Would I recommend going without a porter? For me, yes. For everyone else, not necessarily. A guide is required to trek in the Manaslu Concervation Area, and I reccommend it for your first visit to Nepal. Next time – I might go alone.

I do not recommend bringing too much. I also do not think a porter is necessary if you are fit, experienced, and realistic about your load. Carrying less gives you freedom. Carrying your own pack teaches you quickly what trult matters and what does not. But the bigger recommendation is this: do not confuse independence with isolation. Even when you carry your own weight, you are still moving through a web of people, landscapes, labor, culture, and care, so move consciously.
Why Manaslu Stayed With Me
If I had to choose only one region for trekking, I would choose Manaslu.
Tsum Valley was the most culturally intimate. Tilicho was the hardest. The Annapurna side showed me a dramatic shift in terrain and trekking culture. But Manaslu held the clearest mountain views, the strongest sense of scale, and the perfect balance between difficulty, beauty, remoteness, and human connection. Manaslu Circuit is still less known to tourists, but they’re building a road and it will soon be as busy as Annapurna.
It also gave me the defining moment of the journey: staying behind in Samagaun, hiking into clouds toward base camp, and receiving a one-minute glimpse of the summit. That minute changed the structure of the trek.
It separated me from the group, forced me to make a bold adjustment, and eventually led to one of the strongest days of the entire journey: Samagaun – Samdo – and straight on to Dharmasala to reunite with my friends before the pass. Sometimes the best decisions on a long trek are not the ones that look logical from the outside. They are the ones that feel aligned in the body before the mind has time to make a spreadsheet.

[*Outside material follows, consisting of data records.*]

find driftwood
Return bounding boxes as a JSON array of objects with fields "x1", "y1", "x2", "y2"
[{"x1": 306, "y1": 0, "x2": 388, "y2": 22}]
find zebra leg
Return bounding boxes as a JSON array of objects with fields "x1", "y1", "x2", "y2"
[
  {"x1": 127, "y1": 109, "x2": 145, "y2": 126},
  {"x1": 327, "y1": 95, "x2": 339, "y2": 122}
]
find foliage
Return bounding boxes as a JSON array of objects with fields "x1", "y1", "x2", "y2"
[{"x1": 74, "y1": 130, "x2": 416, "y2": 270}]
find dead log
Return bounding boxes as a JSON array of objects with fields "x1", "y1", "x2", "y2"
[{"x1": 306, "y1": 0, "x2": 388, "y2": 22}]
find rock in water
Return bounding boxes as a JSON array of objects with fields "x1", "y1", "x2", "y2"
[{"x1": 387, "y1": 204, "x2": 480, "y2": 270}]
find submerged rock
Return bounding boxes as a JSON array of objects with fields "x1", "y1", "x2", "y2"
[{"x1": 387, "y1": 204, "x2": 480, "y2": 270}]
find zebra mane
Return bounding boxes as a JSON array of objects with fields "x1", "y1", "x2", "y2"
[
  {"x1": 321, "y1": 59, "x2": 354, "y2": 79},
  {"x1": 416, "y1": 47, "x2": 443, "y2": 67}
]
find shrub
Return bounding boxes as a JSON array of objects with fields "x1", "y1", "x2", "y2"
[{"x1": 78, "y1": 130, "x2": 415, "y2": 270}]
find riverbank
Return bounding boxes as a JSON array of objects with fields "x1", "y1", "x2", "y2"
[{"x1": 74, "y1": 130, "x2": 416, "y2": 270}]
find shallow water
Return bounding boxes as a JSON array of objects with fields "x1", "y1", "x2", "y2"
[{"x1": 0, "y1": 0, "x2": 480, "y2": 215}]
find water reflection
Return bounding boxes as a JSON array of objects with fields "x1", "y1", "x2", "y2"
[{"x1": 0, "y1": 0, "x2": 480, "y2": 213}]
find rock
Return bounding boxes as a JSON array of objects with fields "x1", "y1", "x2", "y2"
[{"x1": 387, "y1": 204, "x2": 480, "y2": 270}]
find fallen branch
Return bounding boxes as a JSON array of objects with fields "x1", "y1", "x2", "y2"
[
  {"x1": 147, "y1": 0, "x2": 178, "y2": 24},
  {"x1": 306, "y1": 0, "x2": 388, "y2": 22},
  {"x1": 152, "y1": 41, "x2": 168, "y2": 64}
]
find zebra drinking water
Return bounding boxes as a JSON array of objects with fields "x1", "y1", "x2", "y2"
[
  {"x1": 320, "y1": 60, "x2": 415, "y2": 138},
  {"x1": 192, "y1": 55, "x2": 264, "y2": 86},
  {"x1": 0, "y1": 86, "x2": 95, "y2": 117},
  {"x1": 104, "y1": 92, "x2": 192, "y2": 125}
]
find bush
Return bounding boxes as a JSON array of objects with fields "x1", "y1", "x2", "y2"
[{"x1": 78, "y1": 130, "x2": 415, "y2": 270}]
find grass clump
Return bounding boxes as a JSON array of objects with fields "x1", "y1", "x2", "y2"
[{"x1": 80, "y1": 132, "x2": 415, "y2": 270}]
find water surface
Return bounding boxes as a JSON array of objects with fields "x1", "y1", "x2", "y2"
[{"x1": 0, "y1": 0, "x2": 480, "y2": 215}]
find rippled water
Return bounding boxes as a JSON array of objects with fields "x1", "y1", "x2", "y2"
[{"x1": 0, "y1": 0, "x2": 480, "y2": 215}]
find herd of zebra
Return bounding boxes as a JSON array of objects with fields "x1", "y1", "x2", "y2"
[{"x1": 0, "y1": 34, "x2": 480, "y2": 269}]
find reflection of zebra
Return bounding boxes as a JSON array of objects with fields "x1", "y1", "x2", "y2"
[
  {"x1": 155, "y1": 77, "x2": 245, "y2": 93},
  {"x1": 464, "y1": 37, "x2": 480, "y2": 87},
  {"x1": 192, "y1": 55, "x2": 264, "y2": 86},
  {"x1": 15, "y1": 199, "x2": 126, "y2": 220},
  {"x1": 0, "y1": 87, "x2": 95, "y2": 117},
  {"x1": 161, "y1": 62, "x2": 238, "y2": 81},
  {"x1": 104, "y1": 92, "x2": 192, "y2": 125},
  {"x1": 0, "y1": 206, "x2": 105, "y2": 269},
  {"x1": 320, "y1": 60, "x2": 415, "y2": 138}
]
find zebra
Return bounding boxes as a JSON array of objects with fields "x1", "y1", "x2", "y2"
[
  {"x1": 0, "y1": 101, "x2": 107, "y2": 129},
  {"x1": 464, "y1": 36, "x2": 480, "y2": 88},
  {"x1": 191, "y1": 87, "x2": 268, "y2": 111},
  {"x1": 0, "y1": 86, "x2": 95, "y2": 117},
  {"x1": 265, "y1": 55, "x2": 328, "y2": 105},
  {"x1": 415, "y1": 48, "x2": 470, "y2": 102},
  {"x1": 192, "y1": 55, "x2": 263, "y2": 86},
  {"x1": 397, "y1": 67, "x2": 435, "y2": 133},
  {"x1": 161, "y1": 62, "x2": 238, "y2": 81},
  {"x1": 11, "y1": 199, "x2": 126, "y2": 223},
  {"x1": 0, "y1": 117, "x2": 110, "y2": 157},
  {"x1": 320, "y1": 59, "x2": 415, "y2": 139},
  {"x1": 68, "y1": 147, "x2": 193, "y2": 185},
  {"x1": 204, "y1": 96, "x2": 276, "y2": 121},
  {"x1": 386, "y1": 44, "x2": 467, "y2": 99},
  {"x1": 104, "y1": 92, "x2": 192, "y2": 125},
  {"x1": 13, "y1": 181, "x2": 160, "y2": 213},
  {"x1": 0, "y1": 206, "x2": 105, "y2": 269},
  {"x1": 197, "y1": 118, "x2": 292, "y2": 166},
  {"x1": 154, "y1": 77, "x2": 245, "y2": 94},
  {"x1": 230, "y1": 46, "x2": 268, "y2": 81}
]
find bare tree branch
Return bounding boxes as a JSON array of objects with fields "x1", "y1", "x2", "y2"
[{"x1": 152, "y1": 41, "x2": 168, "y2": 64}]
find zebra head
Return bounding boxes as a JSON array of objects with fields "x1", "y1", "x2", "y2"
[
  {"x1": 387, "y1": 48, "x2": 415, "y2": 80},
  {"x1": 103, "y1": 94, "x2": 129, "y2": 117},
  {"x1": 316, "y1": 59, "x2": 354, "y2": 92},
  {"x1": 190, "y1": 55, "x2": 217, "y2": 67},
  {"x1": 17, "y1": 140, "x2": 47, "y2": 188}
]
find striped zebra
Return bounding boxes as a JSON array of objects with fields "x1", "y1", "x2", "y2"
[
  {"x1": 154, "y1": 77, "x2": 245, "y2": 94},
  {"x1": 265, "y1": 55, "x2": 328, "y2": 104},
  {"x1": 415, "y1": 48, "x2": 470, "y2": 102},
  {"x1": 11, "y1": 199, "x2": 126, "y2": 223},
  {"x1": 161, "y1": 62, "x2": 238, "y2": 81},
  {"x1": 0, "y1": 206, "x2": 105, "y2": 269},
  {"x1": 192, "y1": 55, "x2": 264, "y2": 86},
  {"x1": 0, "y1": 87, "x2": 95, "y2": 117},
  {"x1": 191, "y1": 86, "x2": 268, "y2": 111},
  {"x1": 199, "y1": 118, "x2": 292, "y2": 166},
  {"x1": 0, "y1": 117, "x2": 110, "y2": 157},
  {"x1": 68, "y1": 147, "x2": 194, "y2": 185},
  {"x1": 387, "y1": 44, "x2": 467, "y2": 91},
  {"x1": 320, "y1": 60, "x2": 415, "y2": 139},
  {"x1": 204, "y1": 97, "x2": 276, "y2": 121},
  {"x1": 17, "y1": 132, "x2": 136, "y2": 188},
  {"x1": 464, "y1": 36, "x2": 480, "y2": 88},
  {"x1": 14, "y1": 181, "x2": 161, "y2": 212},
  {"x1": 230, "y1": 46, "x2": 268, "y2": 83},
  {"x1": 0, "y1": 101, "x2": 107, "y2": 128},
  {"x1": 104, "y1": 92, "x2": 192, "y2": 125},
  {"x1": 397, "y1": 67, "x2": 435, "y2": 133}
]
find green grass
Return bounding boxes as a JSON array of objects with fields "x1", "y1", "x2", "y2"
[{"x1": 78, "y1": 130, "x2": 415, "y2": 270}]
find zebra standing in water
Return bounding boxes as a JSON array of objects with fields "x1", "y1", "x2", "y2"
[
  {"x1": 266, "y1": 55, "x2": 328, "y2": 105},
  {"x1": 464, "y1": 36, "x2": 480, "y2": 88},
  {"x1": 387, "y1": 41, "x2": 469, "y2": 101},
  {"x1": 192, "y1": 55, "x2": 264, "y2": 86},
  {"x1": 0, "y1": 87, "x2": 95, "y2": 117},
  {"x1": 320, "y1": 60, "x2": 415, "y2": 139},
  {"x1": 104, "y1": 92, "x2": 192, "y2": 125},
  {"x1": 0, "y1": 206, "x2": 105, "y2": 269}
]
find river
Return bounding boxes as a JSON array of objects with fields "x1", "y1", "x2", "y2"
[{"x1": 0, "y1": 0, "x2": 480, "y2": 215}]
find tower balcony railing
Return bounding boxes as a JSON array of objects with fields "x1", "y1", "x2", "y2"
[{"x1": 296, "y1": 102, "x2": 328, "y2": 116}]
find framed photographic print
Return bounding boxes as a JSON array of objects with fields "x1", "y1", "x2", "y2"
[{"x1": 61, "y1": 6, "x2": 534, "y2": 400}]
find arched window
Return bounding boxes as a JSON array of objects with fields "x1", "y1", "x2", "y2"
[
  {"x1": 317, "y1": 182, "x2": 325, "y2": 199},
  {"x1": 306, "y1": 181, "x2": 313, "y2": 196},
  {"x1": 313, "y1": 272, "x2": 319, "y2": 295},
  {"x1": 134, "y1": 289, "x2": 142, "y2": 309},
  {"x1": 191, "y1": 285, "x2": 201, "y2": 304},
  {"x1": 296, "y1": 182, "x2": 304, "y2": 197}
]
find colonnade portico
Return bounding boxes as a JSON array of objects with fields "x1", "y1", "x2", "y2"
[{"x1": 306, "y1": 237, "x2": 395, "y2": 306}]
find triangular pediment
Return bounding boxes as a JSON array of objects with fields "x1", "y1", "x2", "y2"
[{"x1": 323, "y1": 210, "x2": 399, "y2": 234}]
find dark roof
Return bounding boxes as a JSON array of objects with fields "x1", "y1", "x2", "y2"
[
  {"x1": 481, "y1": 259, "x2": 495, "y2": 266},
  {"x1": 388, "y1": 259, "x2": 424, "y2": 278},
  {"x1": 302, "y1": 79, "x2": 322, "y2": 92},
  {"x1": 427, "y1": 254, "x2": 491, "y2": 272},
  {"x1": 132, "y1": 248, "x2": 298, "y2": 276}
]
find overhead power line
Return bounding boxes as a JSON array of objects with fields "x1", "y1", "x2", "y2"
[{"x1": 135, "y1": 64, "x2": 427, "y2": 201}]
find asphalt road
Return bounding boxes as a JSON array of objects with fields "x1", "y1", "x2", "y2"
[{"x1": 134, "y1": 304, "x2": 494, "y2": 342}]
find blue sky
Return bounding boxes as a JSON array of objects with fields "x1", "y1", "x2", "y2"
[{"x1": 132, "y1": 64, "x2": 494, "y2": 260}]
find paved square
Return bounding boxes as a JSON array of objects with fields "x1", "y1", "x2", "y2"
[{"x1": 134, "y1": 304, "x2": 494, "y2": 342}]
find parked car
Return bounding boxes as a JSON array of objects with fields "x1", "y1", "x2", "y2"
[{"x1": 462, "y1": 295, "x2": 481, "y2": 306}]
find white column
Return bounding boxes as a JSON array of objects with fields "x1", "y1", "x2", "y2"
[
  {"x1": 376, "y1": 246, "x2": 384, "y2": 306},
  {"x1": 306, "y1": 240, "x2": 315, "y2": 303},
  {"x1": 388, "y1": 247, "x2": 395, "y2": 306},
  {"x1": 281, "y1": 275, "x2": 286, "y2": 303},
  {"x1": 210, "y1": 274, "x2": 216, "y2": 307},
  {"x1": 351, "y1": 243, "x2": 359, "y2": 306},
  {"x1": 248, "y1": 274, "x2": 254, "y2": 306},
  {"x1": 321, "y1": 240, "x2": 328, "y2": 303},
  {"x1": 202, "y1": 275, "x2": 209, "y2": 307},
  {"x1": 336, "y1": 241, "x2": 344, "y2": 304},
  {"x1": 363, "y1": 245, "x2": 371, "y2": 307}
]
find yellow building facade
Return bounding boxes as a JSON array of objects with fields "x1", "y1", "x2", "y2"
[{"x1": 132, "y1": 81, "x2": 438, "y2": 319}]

Practical Tips For Trekking Nepal
A few things I’d definitely bring again:
- Tea bags for mornings or evenings in teahouses.
- A thermos that you can heat up on the fire, or an aluminum cup.
- Small chocolates to share with children in remote villages.
- A lightweight candle to make cold teahouse rooms feel cozy.
- Good crampons, dpending on the season.
- Electrolytes. The more the better – buy them outside of Nepal. (their flavor is not the best)
- A lightweight pair of binoculars. (optional but I wish I had them so many times)
- Tape to cover any blisters, or to secure a power plug to the outlet.
And one thing I wouldn’t bring?
Too many expectation
Whispers From The Mountains
By the end of the trek, I found myself returning to the same question again and again:
What are you afraid of losing when nothing in this world truly belongs to you? The mountains have a way of exposing our attachments. They remind us how small we are. How temporary everything is. And strangely, that realization feels freeing rather than frightening. One thought stayed with me throughout the journey:
Both fear and faith ask you to believe in something you don’t see.
You choose which one to follow. The Himalayas don’t give answers. They give perspective.

If you’re considering a trek, go for the mountains in Nepal. Stay for what happens inside you while you’re walking among them.